Creating custom JavaScript syntax with Babel

September 25, 2019
Series: Intermediate Babel JavaScriptbabelASTtransform

Following my previous post on writing a custom babel transformation, today I am going to show you how you can create a custom JavaScript syntax with Babel.

Overview

Let me show you what we will achieve at the end of this article:

// '@@' makes the function `foo` curried
function @@ foo(a, b, c) {
  return a + b + c;
}
console.log(foo(1, 2)(3)); // 6

We are going to create a curry function syntax @@. The syntax is like the generator function, except you place @@ instead of * in between the function keyword and the function name, eg function @@ name(arg1, arg2).

In this example, you can have partial application with the function foo. Calling foo with the number of parameters less than the arguments required will return a new function of the remaining arguments:

foo(1, 2, 3); // 6

const bar = foo(1, 2); // (n) => 1 + 2 + n
bar(3); // 6

The reason I choose @@ is that you can't have @ in a variable name, so function@@foo(){} is still a valid syntax. And the "operator" @ is used for decorator functions but I wanted to use something entirely new, thus @@.

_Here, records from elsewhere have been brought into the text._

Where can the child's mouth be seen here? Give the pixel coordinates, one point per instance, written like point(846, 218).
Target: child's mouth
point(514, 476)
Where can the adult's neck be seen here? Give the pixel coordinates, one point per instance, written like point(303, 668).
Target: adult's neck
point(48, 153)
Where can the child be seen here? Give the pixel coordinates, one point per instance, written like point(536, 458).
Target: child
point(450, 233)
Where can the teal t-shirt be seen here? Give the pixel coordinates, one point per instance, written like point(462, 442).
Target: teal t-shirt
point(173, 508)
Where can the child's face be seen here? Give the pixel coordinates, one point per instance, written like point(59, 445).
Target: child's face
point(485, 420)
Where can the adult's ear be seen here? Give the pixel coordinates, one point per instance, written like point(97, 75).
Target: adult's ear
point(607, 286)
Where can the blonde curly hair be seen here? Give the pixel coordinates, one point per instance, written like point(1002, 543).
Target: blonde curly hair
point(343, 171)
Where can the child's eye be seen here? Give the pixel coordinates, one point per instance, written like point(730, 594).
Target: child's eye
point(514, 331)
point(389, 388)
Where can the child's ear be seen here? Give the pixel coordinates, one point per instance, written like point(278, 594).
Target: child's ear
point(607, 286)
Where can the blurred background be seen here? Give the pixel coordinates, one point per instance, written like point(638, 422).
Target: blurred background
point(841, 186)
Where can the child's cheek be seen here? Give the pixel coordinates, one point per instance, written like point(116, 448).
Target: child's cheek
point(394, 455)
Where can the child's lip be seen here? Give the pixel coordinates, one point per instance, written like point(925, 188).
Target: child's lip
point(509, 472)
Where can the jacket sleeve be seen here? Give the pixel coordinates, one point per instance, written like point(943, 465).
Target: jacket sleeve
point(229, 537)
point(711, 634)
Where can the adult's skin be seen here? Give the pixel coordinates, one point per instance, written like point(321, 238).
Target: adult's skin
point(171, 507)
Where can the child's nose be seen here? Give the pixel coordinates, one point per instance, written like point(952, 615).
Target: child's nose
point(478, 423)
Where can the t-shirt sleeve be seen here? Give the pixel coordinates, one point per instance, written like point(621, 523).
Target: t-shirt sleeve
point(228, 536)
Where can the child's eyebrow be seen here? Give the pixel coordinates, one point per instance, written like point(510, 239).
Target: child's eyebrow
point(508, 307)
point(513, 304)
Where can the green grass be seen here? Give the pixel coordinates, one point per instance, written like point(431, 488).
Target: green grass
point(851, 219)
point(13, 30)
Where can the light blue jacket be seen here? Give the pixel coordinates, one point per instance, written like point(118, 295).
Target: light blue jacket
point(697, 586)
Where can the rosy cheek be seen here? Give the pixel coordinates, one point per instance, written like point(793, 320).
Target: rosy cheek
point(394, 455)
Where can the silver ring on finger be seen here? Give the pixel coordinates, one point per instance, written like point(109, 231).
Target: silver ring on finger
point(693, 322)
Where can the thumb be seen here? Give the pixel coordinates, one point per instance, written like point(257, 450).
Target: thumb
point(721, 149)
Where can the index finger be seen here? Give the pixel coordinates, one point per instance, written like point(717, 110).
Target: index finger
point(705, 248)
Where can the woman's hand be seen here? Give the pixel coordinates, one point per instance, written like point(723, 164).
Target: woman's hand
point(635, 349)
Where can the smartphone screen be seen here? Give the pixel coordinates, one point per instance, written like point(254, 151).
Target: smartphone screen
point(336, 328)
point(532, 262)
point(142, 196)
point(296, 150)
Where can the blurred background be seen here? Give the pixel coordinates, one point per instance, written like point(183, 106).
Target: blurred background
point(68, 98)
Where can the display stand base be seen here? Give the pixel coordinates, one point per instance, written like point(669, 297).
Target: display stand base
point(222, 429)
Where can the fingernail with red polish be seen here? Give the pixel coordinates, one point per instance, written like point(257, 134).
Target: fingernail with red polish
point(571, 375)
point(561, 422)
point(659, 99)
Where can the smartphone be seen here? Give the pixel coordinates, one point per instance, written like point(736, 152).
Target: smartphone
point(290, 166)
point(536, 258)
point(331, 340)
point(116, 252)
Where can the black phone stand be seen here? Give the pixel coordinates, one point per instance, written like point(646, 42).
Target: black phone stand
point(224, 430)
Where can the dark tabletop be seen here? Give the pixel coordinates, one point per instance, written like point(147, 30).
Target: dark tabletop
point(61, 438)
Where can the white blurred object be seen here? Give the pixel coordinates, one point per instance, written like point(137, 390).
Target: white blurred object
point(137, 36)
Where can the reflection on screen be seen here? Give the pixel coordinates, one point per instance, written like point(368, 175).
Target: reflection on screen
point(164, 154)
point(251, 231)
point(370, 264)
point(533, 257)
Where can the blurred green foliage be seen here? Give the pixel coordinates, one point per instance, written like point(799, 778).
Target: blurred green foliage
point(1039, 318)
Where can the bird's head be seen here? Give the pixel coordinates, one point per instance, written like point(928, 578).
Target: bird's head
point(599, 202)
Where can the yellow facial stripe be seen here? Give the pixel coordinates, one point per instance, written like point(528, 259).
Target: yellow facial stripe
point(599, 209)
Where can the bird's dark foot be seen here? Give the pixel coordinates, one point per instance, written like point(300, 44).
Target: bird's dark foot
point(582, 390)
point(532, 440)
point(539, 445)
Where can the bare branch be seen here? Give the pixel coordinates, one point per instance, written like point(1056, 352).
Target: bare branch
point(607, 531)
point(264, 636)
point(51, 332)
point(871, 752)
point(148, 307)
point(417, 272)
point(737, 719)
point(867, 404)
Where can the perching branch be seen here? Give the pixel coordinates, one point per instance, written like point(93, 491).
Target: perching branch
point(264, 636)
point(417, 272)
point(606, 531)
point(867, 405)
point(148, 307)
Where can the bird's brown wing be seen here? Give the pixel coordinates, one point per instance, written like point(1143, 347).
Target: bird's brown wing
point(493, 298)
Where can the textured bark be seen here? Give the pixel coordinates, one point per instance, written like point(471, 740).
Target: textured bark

To achieve this, we are going to:

  • Fork the babel parser
  • Create a custom babel transformation plugin

Sounds impossible 😨?

Don't worry, I will guide you through every step. Hopefully, at the end of this article, you will be the babel master amongst your peers. 🀠

Fork the babel

Head over to babel's Github repo, click the "Fork" button located at the top left of the page.

forking babel

If this is your first time forking a popular open-source project, congratulations! πŸŽ‰

Clone your forked babel to your local workspace and set it up:

$ git clone https://github.com/tanhauhau/babel.git

# set up
$ cd babel
$ make bootstrap
$ make build

Meanwhile, let me briefly walk you through how the babel repository is organised.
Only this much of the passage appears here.